To further elucidate the global drivers of GDP, additional traits may deserve more attention in future projects, including animal gamete dispersal (e.g. pelagic duration of larvae in molluscs and other animal taxa96,97,98), and strategies of space use (incl. home range dynamics, territoriality, nomadism, dispersal and migratory behaviour99,100,101). For example, particularly low dispersal abilities and high habitat specificity within the amphibian clade may partly explain the generally low genetic diversity in amphibian species (Fig. 2B)66. These traits are, however, unknown for a large number of species, preventing us from including them in our models. In plants, seed bank persistence102,103 and fecundity-related traits (e.g. average seed production) may be strong moderators of population genetic diversity. Indeed, the important role of fecundity in the animal kingdom suggests that the low amount of explained variance of plant GDP may be due to the lack of fecundity metrics in our plant models. Seed set is correspondingly considered an important fitness trait104, with inbreeding frequently resulting in reduced seed set105. The exploration of anthropogenic impacts on population genetic diversity may finally uncover additional global patterns, and allows accounting for anthropogenic effects while establishing natural baseline population genetic diversity values.

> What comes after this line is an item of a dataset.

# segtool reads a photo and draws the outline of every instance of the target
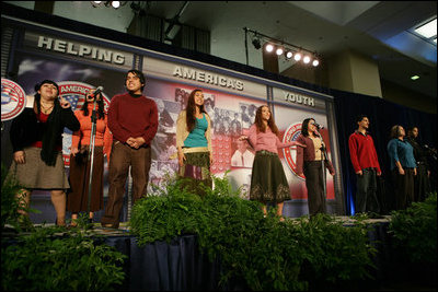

Comprehensively considering the wide array of factors that can simultaneously and interactively affect genetic diversity at the local (population) scale is crucial for understanding the processes affecting evolutionary dynamics and long-term sustainability of populations. Here, we provide a global map of within-population genetic diversity, and we demonstrate surprisingly distinct patterns and drivers of population genetic diversity between plants and animals. We show that patterns of genetic diversity at the population scale (linked to effective population size) do not align with those typically identified for genetic diversity measured at the species level (linked to diversification rates), and that genetic diversity at the population scale is shaped by a complex interplay between historical climate, current climate, biogeography and life history. This interplay questions several conventional assumptions, such as the expectation that island, edge and endemic populations systematically harbour low levels of genetic diversity. Our findings have major conservation implications, and raise questions regarding the efficacy of formulating management solely based on genetic diversity measured at the species level or on range-wide measures of population size. Instead, our results encourage the development of a conservation framework based on genetic diversity measured at the population scale and accounting for biogeographic context and life-history traits.

Methods

Response variable

Expected heterozygosity (hereafter GDP)106 was chosen as the response variable as it is the most studied index of within-population genetic diversity, fundamentally descriptive and consequently predicted to be relatively insensitive to publication biases. Moreover, it is directly related to effective population size107,108. Although expected heterozygosity may be slower at responding to recent demographic setbacks than allelic richness, it is less sensitive to difference in sample size. Moreover, recent longitudinal studies have shown that HE is sensitive to anthropogenic disturbance, and that significant reductions in expected heterozygosity can be observed several generations after a population bottleneck109,110. For example, a South-African lion population suffered a 10–13% reduction in expected heterozygosity as compared to museum samples collected 100 years earlier (ca. 14 generations), even though the census population remained locally abundant110. This demonstrates the importance of considering expected heterozygosity as a proxy of GDP in addition to census population counts for a more accurate assessment of a population’s conservation status.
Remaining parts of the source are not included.